La voix des jeunes : Sommet du G11 organisé par la Jeune Chambre Internationale


L'honorable Susan Whelan
Ministre de la Coopération internationale

À l'occasion du « Sommet 2002 du JCI-G11 »
Calgary (Alberta)


Bonjour.

Je tiens tout d'abord à vous remercier de m'avoir invitée à m'adresser à vous aujourd'hui. J'aimerais aussi féliciter les organisateurs de ce sommet, qui ont réuni des délégués du monde entier pour débattre des grands enjeux actuels.

On se doit de féliciter votre organisation, la Jeune Chambre internationale, pour l'excellent travail qu'elle a fait pour aviver l'esprit d'entreprise et pour améliorer vos collectivités et le monde entier. Votre participation au sein d'organisations internationales et votre engagement envers la collectivité mondiale nous inspirent tous.

Mon ministère, l'Agence canadienne de développement international — l'ACDI — se fait un plaisir d'appuyer la tenue de cet événement et la participation des représentants africains. De telles rencontres permettent de souligner le rôle prépondérant que jouent les organisations non gouvernementales, les institutions, les organisations du secteur privé et, comme c'est le cas aujourd'hui, les jeunes, aux chapitres de la gouvernance et du développement. Elles nous rappellent la nécessité de créer un espace et la capacité nécessaires pour débattre les problèmes qui nous préoccupent, tant à l'échelle nationale qu'à l'échelle internationale.

Je ne me ferai pas l'écho du cliché selon lequel notre avenir est entre les mains des jeunes, que vous êtes les dirigeants de demain. Je voudrais cependant vous dire que, même si vous n'êtes pas les élus qui représentent vos pays respectifs au Sommet du G8 à Kananaskis, il est évident que vous êtes déjà des dirigeants au sein de vos propres collectivités.
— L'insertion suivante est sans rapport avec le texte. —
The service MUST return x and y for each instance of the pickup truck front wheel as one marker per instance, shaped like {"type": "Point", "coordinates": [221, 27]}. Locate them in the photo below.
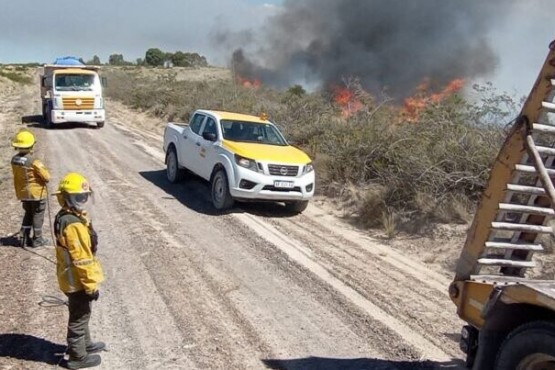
{"type": "Point", "coordinates": [173, 172]}
{"type": "Point", "coordinates": [221, 198]}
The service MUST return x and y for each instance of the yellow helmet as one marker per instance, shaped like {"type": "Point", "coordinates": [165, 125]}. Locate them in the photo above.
{"type": "Point", "coordinates": [24, 139]}
{"type": "Point", "coordinates": [73, 191]}
{"type": "Point", "coordinates": [74, 183]}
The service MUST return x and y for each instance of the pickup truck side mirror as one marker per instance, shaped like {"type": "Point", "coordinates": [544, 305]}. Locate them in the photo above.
{"type": "Point", "coordinates": [210, 136]}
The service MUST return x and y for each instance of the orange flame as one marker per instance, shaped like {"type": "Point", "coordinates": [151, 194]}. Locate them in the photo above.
{"type": "Point", "coordinates": [418, 103]}
{"type": "Point", "coordinates": [347, 100]}
{"type": "Point", "coordinates": [245, 82]}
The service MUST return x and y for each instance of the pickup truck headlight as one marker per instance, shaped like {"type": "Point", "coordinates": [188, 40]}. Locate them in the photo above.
{"type": "Point", "coordinates": [246, 163]}
{"type": "Point", "coordinates": [308, 168]}
{"type": "Point", "coordinates": [57, 103]}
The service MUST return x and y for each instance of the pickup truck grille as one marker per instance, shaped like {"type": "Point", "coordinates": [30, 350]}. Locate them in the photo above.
{"type": "Point", "coordinates": [281, 170]}
{"type": "Point", "coordinates": [273, 188]}
{"type": "Point", "coordinates": [78, 103]}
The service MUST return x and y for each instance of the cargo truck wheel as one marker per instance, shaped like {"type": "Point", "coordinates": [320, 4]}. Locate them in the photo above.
{"type": "Point", "coordinates": [529, 347]}
{"type": "Point", "coordinates": [48, 118]}
{"type": "Point", "coordinates": [173, 172]}
{"type": "Point", "coordinates": [297, 206]}
{"type": "Point", "coordinates": [221, 198]}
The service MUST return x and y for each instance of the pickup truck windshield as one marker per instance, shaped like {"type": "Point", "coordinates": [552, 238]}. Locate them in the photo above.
{"type": "Point", "coordinates": [251, 132]}
{"type": "Point", "coordinates": [74, 82]}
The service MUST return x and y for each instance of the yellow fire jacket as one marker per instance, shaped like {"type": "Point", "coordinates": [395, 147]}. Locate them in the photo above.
{"type": "Point", "coordinates": [77, 266]}
{"type": "Point", "coordinates": [30, 177]}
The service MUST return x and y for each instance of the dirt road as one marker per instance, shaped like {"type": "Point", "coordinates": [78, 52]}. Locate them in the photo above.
{"type": "Point", "coordinates": [187, 288]}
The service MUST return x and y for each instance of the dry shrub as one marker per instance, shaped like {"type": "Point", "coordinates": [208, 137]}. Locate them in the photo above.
{"type": "Point", "coordinates": [431, 170]}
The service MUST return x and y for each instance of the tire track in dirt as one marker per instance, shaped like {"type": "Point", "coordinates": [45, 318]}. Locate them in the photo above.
{"type": "Point", "coordinates": [422, 303]}
{"type": "Point", "coordinates": [425, 309]}
{"type": "Point", "coordinates": [420, 310]}
{"type": "Point", "coordinates": [109, 165]}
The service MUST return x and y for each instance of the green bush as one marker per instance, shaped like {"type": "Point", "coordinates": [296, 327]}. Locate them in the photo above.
{"type": "Point", "coordinates": [16, 77]}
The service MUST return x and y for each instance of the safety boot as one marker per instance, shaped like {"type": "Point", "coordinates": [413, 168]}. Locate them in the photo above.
{"type": "Point", "coordinates": [96, 347]}
{"type": "Point", "coordinates": [87, 361]}
{"type": "Point", "coordinates": [40, 242]}
{"type": "Point", "coordinates": [25, 237]}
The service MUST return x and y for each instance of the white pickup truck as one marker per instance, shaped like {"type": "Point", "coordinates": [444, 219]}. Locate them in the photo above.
{"type": "Point", "coordinates": [244, 157]}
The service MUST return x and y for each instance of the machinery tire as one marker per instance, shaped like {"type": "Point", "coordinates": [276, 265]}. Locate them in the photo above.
{"type": "Point", "coordinates": [221, 198]}
{"type": "Point", "coordinates": [173, 172]}
{"type": "Point", "coordinates": [297, 206]}
{"type": "Point", "coordinates": [530, 346]}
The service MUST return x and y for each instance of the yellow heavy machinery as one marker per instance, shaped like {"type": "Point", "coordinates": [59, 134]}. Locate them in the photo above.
{"type": "Point", "coordinates": [509, 310]}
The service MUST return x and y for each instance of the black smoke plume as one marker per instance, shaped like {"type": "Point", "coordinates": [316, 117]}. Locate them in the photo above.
{"type": "Point", "coordinates": [388, 45]}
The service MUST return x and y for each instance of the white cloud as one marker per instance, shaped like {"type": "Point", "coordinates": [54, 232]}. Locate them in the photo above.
{"type": "Point", "coordinates": [31, 31]}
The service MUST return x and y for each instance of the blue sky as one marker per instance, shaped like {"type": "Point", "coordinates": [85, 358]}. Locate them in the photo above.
{"type": "Point", "coordinates": [30, 31]}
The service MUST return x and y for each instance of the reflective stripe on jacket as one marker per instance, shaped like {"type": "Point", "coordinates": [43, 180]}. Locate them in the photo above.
{"type": "Point", "coordinates": [77, 267]}
{"type": "Point", "coordinates": [30, 177]}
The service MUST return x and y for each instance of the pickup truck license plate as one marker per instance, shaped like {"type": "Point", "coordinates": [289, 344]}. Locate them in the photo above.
{"type": "Point", "coordinates": [284, 184]}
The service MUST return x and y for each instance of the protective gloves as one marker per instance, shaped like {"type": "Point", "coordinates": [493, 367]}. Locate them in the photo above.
{"type": "Point", "coordinates": [93, 296]}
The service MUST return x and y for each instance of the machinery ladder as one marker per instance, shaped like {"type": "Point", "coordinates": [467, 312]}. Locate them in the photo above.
{"type": "Point", "coordinates": [529, 200]}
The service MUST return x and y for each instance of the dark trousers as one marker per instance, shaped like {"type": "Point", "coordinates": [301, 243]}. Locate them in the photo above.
{"type": "Point", "coordinates": [34, 217]}
{"type": "Point", "coordinates": [78, 334]}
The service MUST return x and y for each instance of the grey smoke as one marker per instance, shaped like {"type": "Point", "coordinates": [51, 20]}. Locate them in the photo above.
{"type": "Point", "coordinates": [390, 45]}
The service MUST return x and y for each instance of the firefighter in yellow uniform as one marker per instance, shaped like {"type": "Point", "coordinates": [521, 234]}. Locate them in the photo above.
{"type": "Point", "coordinates": [78, 269]}
{"type": "Point", "coordinates": [30, 179]}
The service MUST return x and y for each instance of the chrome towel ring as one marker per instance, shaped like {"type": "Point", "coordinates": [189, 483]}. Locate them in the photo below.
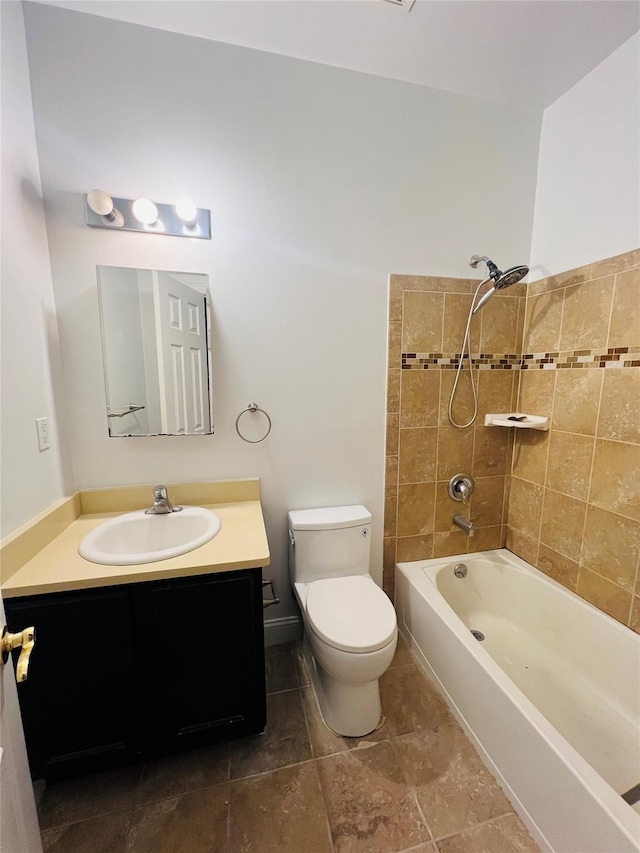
{"type": "Point", "coordinates": [253, 407]}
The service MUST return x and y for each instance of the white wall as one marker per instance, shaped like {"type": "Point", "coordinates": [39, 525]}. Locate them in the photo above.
{"type": "Point", "coordinates": [30, 481]}
{"type": "Point", "coordinates": [321, 182]}
{"type": "Point", "coordinates": [588, 195]}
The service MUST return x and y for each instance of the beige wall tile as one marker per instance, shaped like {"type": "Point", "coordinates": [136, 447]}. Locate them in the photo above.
{"type": "Point", "coordinates": [499, 325]}
{"type": "Point", "coordinates": [393, 428]}
{"type": "Point", "coordinates": [419, 398]}
{"type": "Point", "coordinates": [619, 263]}
{"type": "Point", "coordinates": [389, 553]}
{"type": "Point", "coordinates": [615, 484]}
{"type": "Point", "coordinates": [456, 313]}
{"type": "Point", "coordinates": [605, 595]}
{"type": "Point", "coordinates": [530, 455]}
{"type": "Point", "coordinates": [542, 322]}
{"type": "Point", "coordinates": [414, 548]}
{"type": "Point", "coordinates": [463, 401]}
{"type": "Point", "coordinates": [563, 524]}
{"type": "Point", "coordinates": [449, 544]}
{"type": "Point", "coordinates": [391, 474]}
{"type": "Point", "coordinates": [521, 545]}
{"type": "Point", "coordinates": [390, 513]}
{"type": "Point", "coordinates": [486, 539]}
{"type": "Point", "coordinates": [487, 501]}
{"type": "Point", "coordinates": [577, 396]}
{"type": "Point", "coordinates": [494, 392]}
{"type": "Point", "coordinates": [585, 319]}
{"type": "Point", "coordinates": [612, 546]}
{"type": "Point", "coordinates": [557, 566]}
{"type": "Point", "coordinates": [625, 314]}
{"type": "Point", "coordinates": [418, 455]}
{"type": "Point", "coordinates": [422, 322]}
{"type": "Point", "coordinates": [569, 464]}
{"type": "Point", "coordinates": [620, 403]}
{"type": "Point", "coordinates": [394, 351]}
{"type": "Point", "coordinates": [525, 507]}
{"type": "Point", "coordinates": [416, 509]}
{"type": "Point", "coordinates": [395, 299]}
{"type": "Point", "coordinates": [393, 390]}
{"type": "Point", "coordinates": [490, 453]}
{"type": "Point", "coordinates": [536, 391]}
{"type": "Point", "coordinates": [455, 451]}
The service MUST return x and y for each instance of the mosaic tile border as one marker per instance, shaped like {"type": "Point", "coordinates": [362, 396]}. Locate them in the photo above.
{"type": "Point", "coordinates": [612, 357]}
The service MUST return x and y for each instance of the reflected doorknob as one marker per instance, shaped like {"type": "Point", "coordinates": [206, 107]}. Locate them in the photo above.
{"type": "Point", "coordinates": [25, 640]}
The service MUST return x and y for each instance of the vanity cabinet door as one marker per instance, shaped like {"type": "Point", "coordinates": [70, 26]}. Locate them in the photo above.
{"type": "Point", "coordinates": [79, 705]}
{"type": "Point", "coordinates": [200, 646]}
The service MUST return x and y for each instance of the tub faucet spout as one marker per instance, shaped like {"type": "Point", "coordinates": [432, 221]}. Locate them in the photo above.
{"type": "Point", "coordinates": [464, 524]}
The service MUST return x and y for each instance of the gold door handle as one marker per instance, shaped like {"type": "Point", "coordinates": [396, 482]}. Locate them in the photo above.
{"type": "Point", "coordinates": [25, 639]}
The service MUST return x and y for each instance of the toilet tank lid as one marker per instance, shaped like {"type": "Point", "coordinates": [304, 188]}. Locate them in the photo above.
{"type": "Point", "coordinates": [329, 518]}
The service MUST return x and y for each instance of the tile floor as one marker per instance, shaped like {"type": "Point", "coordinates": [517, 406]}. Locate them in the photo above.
{"type": "Point", "coordinates": [416, 784]}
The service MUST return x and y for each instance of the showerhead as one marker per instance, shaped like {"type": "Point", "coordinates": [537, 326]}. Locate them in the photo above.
{"type": "Point", "coordinates": [500, 279]}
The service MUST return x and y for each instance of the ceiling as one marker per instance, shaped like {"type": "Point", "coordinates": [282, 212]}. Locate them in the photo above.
{"type": "Point", "coordinates": [524, 52]}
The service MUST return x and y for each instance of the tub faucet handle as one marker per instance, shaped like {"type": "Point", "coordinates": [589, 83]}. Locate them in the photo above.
{"type": "Point", "coordinates": [460, 487]}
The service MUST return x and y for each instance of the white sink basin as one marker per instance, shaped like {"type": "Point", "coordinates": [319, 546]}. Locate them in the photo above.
{"type": "Point", "coordinates": [139, 538]}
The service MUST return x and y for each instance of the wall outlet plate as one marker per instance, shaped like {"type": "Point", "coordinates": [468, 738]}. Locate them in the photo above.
{"type": "Point", "coordinates": [42, 426]}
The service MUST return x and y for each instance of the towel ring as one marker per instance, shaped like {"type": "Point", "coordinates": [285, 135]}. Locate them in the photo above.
{"type": "Point", "coordinates": [253, 407]}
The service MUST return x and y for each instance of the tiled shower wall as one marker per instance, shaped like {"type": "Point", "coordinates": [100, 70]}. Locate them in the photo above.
{"type": "Point", "coordinates": [567, 500]}
{"type": "Point", "coordinates": [427, 318]}
{"type": "Point", "coordinates": [574, 506]}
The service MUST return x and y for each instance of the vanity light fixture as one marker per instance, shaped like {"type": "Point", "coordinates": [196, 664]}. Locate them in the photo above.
{"type": "Point", "coordinates": [183, 219]}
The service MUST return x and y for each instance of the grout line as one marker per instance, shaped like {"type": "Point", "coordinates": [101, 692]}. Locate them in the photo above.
{"type": "Point", "coordinates": [490, 820]}
{"type": "Point", "coordinates": [613, 296]}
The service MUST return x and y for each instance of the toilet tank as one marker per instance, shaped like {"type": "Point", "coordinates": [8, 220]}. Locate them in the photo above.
{"type": "Point", "coordinates": [329, 542]}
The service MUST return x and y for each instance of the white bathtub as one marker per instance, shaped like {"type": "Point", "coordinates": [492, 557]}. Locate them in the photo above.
{"type": "Point", "coordinates": [551, 697]}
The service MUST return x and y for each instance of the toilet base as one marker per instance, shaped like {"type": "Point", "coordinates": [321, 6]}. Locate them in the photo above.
{"type": "Point", "coordinates": [351, 710]}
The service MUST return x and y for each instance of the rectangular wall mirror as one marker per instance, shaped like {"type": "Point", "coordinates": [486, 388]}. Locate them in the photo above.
{"type": "Point", "coordinates": [156, 344]}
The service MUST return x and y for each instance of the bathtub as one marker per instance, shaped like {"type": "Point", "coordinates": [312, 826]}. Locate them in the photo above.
{"type": "Point", "coordinates": [550, 697]}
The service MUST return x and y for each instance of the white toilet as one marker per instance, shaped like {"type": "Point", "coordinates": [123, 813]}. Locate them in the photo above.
{"type": "Point", "coordinates": [350, 625]}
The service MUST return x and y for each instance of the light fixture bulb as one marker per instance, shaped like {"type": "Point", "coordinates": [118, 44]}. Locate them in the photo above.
{"type": "Point", "coordinates": [100, 202]}
{"type": "Point", "coordinates": [145, 211]}
{"type": "Point", "coordinates": [186, 210]}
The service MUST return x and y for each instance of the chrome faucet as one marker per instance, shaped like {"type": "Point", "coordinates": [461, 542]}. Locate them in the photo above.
{"type": "Point", "coordinates": [161, 503]}
{"type": "Point", "coordinates": [464, 524]}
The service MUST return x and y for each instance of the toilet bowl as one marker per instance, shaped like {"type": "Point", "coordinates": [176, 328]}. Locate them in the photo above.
{"type": "Point", "coordinates": [350, 624]}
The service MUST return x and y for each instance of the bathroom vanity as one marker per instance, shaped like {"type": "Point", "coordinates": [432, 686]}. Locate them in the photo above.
{"type": "Point", "coordinates": [138, 661]}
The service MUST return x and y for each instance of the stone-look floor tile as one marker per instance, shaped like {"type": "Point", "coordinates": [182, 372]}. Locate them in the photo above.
{"type": "Point", "coordinates": [104, 834]}
{"type": "Point", "coordinates": [187, 771]}
{"type": "Point", "coordinates": [503, 835]}
{"type": "Point", "coordinates": [324, 741]}
{"type": "Point", "coordinates": [281, 667]}
{"type": "Point", "coordinates": [285, 740]}
{"type": "Point", "coordinates": [193, 823]}
{"type": "Point", "coordinates": [279, 812]}
{"type": "Point", "coordinates": [79, 799]}
{"type": "Point", "coordinates": [453, 787]}
{"type": "Point", "coordinates": [410, 702]}
{"type": "Point", "coordinates": [371, 809]}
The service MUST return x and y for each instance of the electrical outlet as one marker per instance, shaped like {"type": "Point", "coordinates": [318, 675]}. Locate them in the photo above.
{"type": "Point", "coordinates": [42, 425]}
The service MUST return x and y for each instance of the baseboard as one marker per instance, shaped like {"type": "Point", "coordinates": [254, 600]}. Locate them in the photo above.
{"type": "Point", "coordinates": [285, 630]}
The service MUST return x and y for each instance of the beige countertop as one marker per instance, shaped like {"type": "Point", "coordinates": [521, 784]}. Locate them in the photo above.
{"type": "Point", "coordinates": [240, 544]}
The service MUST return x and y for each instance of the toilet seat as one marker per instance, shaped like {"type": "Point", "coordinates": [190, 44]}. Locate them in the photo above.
{"type": "Point", "coordinates": [351, 613]}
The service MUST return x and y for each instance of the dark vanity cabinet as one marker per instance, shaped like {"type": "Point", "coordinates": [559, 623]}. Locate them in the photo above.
{"type": "Point", "coordinates": [127, 672]}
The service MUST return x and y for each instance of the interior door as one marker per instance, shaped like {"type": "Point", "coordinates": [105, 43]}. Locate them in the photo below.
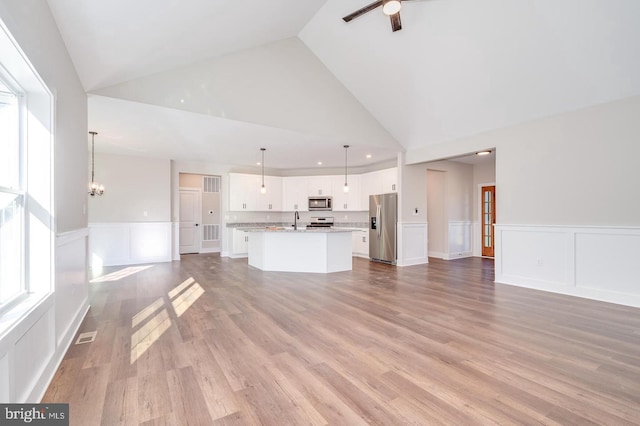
{"type": "Point", "coordinates": [190, 219]}
{"type": "Point", "coordinates": [488, 219]}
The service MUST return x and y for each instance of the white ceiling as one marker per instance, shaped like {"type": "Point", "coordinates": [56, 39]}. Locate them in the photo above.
{"type": "Point", "coordinates": [457, 68]}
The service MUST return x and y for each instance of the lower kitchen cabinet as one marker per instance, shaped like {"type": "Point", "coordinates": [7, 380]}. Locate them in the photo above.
{"type": "Point", "coordinates": [360, 241]}
{"type": "Point", "coordinates": [240, 243]}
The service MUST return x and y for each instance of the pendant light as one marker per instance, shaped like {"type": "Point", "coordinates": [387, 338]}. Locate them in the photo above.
{"type": "Point", "coordinates": [346, 185]}
{"type": "Point", "coordinates": [95, 188]}
{"type": "Point", "coordinates": [390, 7]}
{"type": "Point", "coordinates": [263, 189]}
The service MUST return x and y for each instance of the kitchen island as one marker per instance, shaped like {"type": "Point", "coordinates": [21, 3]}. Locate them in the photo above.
{"type": "Point", "coordinates": [320, 250]}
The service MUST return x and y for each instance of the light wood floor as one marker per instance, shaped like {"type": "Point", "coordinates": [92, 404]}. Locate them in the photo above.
{"type": "Point", "coordinates": [210, 341]}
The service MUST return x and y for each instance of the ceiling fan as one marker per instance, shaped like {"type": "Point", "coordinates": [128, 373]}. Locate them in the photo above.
{"type": "Point", "coordinates": [390, 8]}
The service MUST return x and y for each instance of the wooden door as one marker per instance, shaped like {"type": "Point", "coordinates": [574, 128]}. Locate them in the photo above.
{"type": "Point", "coordinates": [488, 209]}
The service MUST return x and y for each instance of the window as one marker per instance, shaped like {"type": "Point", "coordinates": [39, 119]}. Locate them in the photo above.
{"type": "Point", "coordinates": [12, 283]}
{"type": "Point", "coordinates": [27, 226]}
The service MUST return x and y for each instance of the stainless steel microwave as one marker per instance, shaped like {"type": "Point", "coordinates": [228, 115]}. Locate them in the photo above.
{"type": "Point", "coordinates": [320, 203]}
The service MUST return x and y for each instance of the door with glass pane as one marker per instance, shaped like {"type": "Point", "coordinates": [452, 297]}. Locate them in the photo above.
{"type": "Point", "coordinates": [488, 219]}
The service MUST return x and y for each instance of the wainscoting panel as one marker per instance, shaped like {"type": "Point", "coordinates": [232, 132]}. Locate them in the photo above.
{"type": "Point", "coordinates": [33, 351]}
{"type": "Point", "coordinates": [33, 347]}
{"type": "Point", "coordinates": [598, 263]}
{"type": "Point", "coordinates": [460, 239]}
{"type": "Point", "coordinates": [115, 244]}
{"type": "Point", "coordinates": [619, 250]}
{"type": "Point", "coordinates": [412, 244]}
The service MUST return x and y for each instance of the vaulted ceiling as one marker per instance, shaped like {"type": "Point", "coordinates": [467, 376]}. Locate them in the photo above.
{"type": "Point", "coordinates": [216, 80]}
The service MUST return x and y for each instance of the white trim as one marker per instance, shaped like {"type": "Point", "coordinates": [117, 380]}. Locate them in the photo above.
{"type": "Point", "coordinates": [594, 262]}
{"type": "Point", "coordinates": [49, 372]}
{"type": "Point", "coordinates": [70, 236]}
{"type": "Point", "coordinates": [412, 243]}
{"type": "Point", "coordinates": [129, 243]}
{"type": "Point", "coordinates": [210, 250]}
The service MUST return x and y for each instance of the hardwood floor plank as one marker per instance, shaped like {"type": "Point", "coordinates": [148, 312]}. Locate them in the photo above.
{"type": "Point", "coordinates": [427, 344]}
{"type": "Point", "coordinates": [120, 407]}
{"type": "Point", "coordinates": [154, 399]}
{"type": "Point", "coordinates": [88, 395]}
{"type": "Point", "coordinates": [216, 390]}
{"type": "Point", "coordinates": [187, 400]}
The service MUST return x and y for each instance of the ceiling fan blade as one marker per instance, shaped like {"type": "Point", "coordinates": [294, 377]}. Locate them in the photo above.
{"type": "Point", "coordinates": [362, 11]}
{"type": "Point", "coordinates": [395, 22]}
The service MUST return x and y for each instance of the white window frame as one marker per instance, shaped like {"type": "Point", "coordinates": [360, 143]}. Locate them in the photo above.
{"type": "Point", "coordinates": [36, 103]}
{"type": "Point", "coordinates": [7, 80]}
La qualité du monde actuel vous incombe autant que celle du monde de demain.

Votre engagement indéfectible envers vos collectivités et vos pays est primordial pour assurer le maintien de la démocratie et du caractère inclusif de nos sociétés actuelles et futures.

Tout cela revêt une importance particulière dans le cadre du développement international et de celui de l'Afrique.

Les dernières décennies consacrées au développement international nous ont enseigné des leçons sur les mesures qui fonctionnent et sur celles qui ne fonctionnent pas. Plus nous prenons conscience de la complexité du développement, plus nous comprenons la nécessité de réduire la pauvreté au moyen d'une approche intégrée et globale. Il nous faut donc compter sur la participation conjointe des gouvernements, du secteur privé, des institutions et des organisations non gouvernementales des pays en développement et des pays donateurs.

C'est pourquoi le Nouveau partenariat pour le développement de l'Afrique — le NPDA — constitue une initiative si prometteuse. Le NPDA, conçu et élaboré par des dirigeants africains, prône un partenariat renouvelé entre les dirigeants de l'Afrique et leurs populations respectives, entre les Africains mêmes, et entre les Africains et le reste de la planète.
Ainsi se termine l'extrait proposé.